The steps are four separate reactions are prepared that each include
Multiple copies of single stranded DNA that needs sequencing. This is called the template strand.
Multiple copies of a 5’ primer that will bond with the 3’ end of the template strand
Dna polymerase and all four regular nucleotides
One of the dideoxynucleotides in each reaction
2. All 4 dna synthesis reactions are allowed to proceed
3. Fragments of diff lengths will be produced for each reaction because of the ddnucleotides.

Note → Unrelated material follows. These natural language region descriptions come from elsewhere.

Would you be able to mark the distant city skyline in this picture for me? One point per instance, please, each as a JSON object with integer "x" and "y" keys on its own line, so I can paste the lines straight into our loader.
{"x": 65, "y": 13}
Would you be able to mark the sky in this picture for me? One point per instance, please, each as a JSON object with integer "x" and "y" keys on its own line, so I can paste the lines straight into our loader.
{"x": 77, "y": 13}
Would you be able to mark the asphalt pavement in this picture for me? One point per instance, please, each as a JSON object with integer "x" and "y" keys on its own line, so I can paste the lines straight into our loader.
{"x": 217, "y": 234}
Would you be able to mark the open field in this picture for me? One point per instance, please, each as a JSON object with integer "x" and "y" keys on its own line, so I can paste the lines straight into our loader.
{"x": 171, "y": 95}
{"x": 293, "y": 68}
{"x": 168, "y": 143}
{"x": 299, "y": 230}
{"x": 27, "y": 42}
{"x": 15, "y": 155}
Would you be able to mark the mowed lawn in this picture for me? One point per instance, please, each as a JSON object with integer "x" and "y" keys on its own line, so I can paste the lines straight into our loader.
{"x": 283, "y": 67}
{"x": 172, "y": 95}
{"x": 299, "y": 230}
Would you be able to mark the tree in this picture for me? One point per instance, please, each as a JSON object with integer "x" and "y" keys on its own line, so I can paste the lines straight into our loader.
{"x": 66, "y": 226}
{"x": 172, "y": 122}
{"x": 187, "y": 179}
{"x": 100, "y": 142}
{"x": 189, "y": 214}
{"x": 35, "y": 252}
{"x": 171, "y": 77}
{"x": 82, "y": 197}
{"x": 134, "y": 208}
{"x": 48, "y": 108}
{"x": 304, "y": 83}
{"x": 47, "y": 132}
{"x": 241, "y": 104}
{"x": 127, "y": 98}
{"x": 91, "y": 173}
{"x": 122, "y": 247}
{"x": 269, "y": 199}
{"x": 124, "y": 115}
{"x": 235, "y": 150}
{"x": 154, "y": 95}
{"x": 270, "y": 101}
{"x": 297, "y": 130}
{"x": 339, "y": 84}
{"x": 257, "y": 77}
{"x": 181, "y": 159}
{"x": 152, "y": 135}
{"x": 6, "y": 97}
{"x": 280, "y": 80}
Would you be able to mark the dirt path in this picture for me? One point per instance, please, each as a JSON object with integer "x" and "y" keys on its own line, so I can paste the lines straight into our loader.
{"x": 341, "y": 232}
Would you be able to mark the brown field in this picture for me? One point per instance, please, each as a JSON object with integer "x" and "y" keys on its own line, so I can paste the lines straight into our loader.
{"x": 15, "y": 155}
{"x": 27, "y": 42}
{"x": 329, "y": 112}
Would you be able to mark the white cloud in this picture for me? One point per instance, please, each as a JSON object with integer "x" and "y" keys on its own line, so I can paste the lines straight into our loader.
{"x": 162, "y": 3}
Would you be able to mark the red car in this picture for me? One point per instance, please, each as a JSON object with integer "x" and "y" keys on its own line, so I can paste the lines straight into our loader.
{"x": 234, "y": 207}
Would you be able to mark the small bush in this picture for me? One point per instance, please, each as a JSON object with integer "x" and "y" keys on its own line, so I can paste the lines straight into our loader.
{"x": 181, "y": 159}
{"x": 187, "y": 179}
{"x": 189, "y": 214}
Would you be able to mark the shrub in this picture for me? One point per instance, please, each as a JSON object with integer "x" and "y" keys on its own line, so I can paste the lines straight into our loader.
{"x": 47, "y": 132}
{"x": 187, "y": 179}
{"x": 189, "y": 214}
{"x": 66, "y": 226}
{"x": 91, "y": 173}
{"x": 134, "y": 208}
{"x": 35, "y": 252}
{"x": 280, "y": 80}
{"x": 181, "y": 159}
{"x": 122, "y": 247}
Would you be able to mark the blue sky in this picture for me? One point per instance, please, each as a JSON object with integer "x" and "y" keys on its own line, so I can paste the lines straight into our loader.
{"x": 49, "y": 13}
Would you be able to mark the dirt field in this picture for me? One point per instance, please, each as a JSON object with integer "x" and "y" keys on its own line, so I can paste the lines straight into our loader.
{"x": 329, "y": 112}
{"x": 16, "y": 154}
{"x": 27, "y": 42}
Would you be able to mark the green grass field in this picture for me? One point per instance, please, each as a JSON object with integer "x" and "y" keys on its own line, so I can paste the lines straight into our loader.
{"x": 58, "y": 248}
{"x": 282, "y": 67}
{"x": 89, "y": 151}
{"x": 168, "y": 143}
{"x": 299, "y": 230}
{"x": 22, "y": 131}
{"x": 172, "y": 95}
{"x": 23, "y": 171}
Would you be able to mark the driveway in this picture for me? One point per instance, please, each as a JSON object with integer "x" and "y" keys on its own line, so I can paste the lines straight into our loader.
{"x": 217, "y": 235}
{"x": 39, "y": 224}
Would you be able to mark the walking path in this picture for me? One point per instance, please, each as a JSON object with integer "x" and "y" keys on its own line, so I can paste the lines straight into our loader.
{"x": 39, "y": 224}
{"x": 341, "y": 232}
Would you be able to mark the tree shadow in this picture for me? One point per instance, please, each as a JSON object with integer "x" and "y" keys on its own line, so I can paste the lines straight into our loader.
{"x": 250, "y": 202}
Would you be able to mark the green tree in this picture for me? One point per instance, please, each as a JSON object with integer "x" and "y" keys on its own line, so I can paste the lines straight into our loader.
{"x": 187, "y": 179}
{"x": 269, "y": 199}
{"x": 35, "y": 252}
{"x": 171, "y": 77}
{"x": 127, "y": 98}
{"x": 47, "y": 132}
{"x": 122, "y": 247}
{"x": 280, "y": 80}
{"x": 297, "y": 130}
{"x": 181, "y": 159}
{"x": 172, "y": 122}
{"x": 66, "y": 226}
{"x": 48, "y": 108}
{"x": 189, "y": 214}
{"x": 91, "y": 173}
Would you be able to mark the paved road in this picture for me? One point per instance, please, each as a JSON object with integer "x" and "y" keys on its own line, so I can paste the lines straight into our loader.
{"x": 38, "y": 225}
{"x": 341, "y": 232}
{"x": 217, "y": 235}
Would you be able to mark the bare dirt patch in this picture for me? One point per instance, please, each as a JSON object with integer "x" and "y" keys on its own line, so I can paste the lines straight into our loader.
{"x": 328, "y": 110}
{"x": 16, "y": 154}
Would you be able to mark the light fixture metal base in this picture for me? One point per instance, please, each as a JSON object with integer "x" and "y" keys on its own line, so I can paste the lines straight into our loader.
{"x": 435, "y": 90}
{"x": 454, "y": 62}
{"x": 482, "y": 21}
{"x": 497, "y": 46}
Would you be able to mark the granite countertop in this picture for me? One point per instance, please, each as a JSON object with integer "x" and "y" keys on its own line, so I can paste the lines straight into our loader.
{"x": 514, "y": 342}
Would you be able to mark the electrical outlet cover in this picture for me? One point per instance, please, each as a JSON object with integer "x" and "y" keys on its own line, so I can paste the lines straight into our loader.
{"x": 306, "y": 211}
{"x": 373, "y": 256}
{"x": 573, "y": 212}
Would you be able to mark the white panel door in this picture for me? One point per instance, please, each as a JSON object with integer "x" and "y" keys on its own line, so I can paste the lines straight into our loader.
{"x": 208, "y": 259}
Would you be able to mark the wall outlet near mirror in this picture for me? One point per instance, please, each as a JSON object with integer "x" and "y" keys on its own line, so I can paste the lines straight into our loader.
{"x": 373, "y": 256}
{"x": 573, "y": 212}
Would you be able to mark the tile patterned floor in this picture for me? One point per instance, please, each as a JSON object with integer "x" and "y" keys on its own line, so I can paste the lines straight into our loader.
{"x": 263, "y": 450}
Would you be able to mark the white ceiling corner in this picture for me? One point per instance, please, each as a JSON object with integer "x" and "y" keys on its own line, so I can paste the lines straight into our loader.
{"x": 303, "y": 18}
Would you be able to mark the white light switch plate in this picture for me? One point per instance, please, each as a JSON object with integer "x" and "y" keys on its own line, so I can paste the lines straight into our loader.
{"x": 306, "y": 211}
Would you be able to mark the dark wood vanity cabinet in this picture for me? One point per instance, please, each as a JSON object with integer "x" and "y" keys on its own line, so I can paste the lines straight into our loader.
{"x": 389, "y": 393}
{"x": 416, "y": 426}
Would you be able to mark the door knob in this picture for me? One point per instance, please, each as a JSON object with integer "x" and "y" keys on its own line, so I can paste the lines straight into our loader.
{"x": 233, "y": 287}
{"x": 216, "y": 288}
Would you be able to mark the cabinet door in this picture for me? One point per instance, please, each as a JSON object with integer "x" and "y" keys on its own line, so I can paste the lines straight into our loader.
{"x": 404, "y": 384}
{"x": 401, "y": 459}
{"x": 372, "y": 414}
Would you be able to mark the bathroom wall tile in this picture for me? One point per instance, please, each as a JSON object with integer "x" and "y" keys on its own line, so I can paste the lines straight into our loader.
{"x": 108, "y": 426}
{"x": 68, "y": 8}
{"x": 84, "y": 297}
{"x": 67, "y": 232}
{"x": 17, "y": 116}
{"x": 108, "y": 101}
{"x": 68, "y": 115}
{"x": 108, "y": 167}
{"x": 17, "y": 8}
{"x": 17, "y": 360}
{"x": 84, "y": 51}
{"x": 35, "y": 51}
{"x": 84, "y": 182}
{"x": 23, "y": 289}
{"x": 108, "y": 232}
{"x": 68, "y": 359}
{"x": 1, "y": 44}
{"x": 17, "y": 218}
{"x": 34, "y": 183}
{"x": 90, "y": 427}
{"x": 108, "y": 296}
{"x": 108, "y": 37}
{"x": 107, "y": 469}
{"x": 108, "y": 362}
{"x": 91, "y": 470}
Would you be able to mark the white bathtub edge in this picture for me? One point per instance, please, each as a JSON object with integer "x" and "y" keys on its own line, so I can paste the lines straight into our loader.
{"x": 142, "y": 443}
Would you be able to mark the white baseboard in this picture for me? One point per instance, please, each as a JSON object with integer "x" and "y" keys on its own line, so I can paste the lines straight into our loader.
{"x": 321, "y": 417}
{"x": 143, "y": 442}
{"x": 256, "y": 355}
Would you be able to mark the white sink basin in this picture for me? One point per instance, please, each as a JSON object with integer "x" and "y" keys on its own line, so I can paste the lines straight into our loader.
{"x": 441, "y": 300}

4. The dna in each of the four reactions is separated using gel electrophoresis
5. A radioactive tag attached to the dideoxynucleotides is used to see the dna.
The gel is read and the short fragments is the 5’ end of the new dna strand and is complementary to the 3’ end of the template strand
7. The dna strnad that requires the sequencing (template strand) is the complement to the sequence on the gel.